PG: Jrue Holliday, UCLA. Rivals.com lists him Holliday as the top point guard while Scout.com ranks him as the top shooting guard. The jury is out on how much he’ll play at the 1, it’s no secret that Darren Collison struggles against big guards.
SG: Demar DeRozan, USC. DeRozan has all the tools to dominate. Is his 6’7”, 200-pound frame enough to withstand the rigors of conference play?
SF: Al Farouq Aminu, Wake Forest. A consensus top 10 recruit, Aminu presents mismatches allowing him to rent space in the paint against smaller defenders and race to the hoop past bigger ones.
PF: Greg Monroe, Georgetown. To prepare for the college game and dog-eat-dog mentality of the Big East, Monroe beefed up 25 pounds. Skilled and able to rebound, Monroe will certainly learn how to become an elite defender within JT3’s system.
C: BJ Mullens, Ohio State. The odds-on #1 pick in next year’s draft, Mullens is the latest in Ohio State’s giant factory. He instantly makes the Buckeyes relevant in the Big Ten and is a mortal lock for a double-double average.
1. Willie Warren, SG, Oklahoma. Last season, Oklahoma lacked a perimeter presence to match that of Blake Griffin and Longar Longar. This season, Warren and an improved Tony Crocker will bring the backcourt on par with the frontcourt. If Warren performs (and Griffin stays healthy), Oklahoma will take the Big 12.
2. Tyreke Evans, SG, Memphis. Among the nation’s most touted recruits, Evans has a NBA-ready body with prototypical two-guard size. Not to mention, his 6’11” wingspan (real height: 6’6”) is sure to disrupt passing lanes. With their two top scorers gone, Evans will be expected to light up, but he’ll have to learn how to be unselfish to win.
3. Chris Singleton, SF, Florida State. Considered the 3rd-best small forward in the recruiting class by Rivals.com, Singleton has great size, can shoot the rock, rebound and plays aggressively around the rim.
4. Scotty Hopson, SG/SF, Tennessee.
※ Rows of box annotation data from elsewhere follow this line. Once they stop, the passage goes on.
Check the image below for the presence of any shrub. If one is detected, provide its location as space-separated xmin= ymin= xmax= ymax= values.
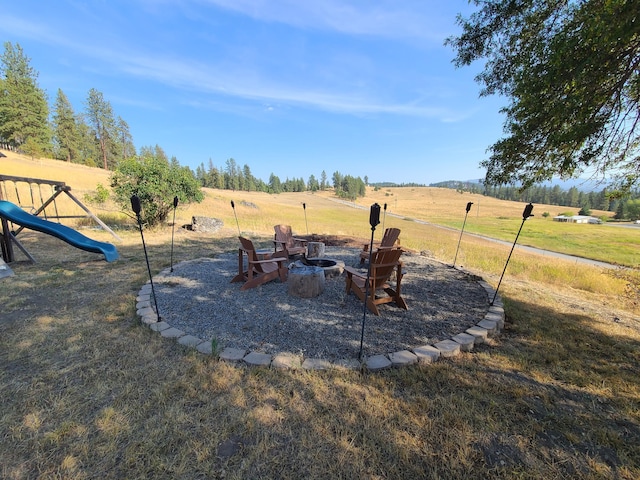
xmin=111 ymin=156 xmax=204 ymax=226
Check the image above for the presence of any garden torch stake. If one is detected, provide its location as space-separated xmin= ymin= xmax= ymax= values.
xmin=381 ymin=203 xmax=387 ymax=235
xmin=171 ymin=197 xmax=178 ymax=272
xmin=491 ymin=203 xmax=533 ymax=305
xmin=453 ymin=202 xmax=473 ymax=267
xmin=302 ymin=203 xmax=309 ymax=235
xmin=131 ymin=195 xmax=161 ymax=322
xmin=358 ymin=203 xmax=380 ymax=360
xmin=231 ymin=200 xmax=241 ymax=236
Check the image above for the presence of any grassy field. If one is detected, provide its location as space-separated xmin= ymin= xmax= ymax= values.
xmin=0 ymin=154 xmax=640 ymax=479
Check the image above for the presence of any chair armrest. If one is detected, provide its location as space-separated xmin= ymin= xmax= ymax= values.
xmin=344 ymin=266 xmax=367 ymax=278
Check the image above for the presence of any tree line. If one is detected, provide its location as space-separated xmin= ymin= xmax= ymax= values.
xmin=195 ymin=158 xmax=367 ymax=200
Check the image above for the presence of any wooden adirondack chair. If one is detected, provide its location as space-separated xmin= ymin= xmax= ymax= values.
xmin=231 ymin=237 xmax=289 ymax=290
xmin=344 ymin=248 xmax=408 ymax=315
xmin=360 ymin=228 xmax=400 ymax=264
xmin=273 ymin=225 xmax=307 ymax=255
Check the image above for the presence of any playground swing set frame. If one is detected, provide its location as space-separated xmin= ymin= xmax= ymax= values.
xmin=0 ymin=175 xmax=121 ymax=263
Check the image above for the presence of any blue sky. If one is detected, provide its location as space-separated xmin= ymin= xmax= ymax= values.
xmin=0 ymin=0 xmax=504 ymax=184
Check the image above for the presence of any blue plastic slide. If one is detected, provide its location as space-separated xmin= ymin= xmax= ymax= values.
xmin=0 ymin=200 xmax=118 ymax=262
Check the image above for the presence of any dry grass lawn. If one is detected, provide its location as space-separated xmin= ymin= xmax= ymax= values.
xmin=0 ymin=151 xmax=640 ymax=479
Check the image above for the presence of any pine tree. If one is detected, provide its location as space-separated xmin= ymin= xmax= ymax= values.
xmin=0 ymin=42 xmax=51 ymax=150
xmin=52 ymin=89 xmax=80 ymax=162
xmin=87 ymin=88 xmax=116 ymax=170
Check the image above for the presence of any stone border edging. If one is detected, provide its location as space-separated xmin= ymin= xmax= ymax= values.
xmin=136 ymin=258 xmax=504 ymax=371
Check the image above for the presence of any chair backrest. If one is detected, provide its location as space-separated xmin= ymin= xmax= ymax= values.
xmin=273 ymin=225 xmax=294 ymax=247
xmin=369 ymin=248 xmax=402 ymax=288
xmin=238 ymin=237 xmax=262 ymax=272
xmin=380 ymin=228 xmax=400 ymax=247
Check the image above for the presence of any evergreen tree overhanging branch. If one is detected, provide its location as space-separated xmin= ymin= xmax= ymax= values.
xmin=446 ymin=0 xmax=640 ymax=194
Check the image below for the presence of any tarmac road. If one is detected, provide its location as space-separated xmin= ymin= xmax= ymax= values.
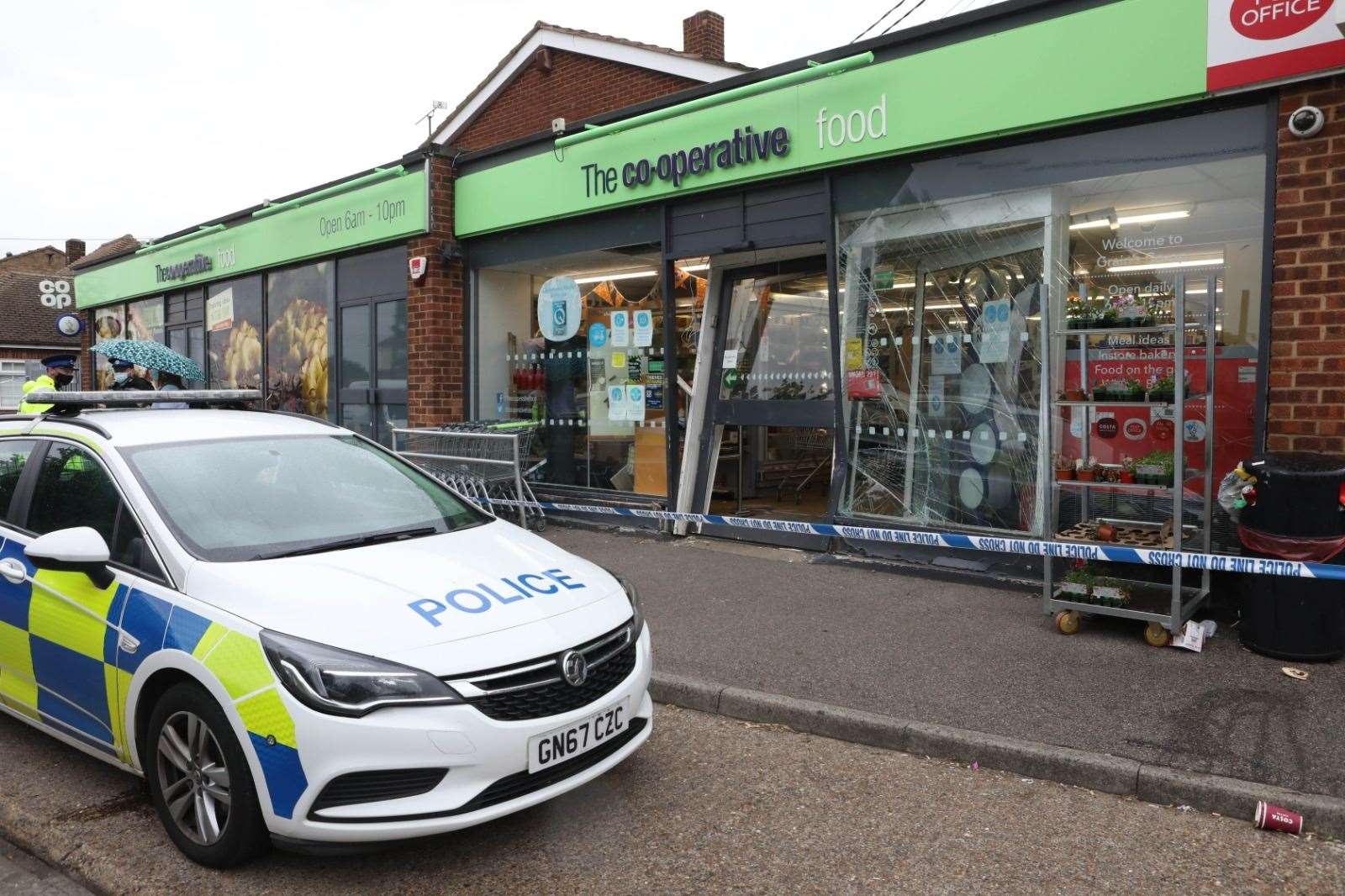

Exit Lofton. Enter Hopson. They’re not the same type of player. Hopson’s athleticism and skill level are superb, and Bruce Pearl will be sure to work on his shot.
5. Devin Ebanks, F, West Virginia. When Ebanks was being recruited, Bob Huggins was envisioning a pairing with Joe Alexander, who of course is now in the NBA. He’s an explosive forward who’ll benefit from the backcourt of Joe Mazzulla and Alex Ruoff.
6. Samardo Samuels, PF, Louisville. To compete in the Big East, you need bigs who can ball. Rick Pitino won’t expect Samuels to have David Padgett’s basketball IQ, but he will expect him to work hard in the blocks against the likes of Harangody, Thabeet and Monroe.
7. DeAndre Liggins, PG, Kentucky. With Ramel Bradley, Joe Crawford and Derek Jasper out of the program, the consensus top 30 recruit has a chance to shine like none other. Liggins is a stat-sheet stuffer with the intangibles to boot.
Liggins: Could be the key to Patrick Patterson dominating the SEC
Credit: USA Today
8. JaMychal Green, PF, Alabama. Anchor. That’s the word Davidson head coach Bob McKillop used to describe Green. He will have a learning curve playing in the SEC, but it’s not as steep as one would imagine. Green’s a great replacement for Richard Hendrix.
9. Luke Babbitt, F, Nevada. Babbitt can score. How much? He holds the Nevada high school scoring record with nearly 3,000 points. Inside or outside, Babbitt brings it.
10. Klay Thompson, SG, Washington State. The son of Mychal Thompson, Klay has crazy range and fits nicely into Tony Bennett’s system. If he’s not a strong defensive player now, he’ll at least pick up team defense by March. In the meanwhile, his coaches would be happy if he fills some of the scoring void left by outgoing guards Kyle Weaver and Derrick Low.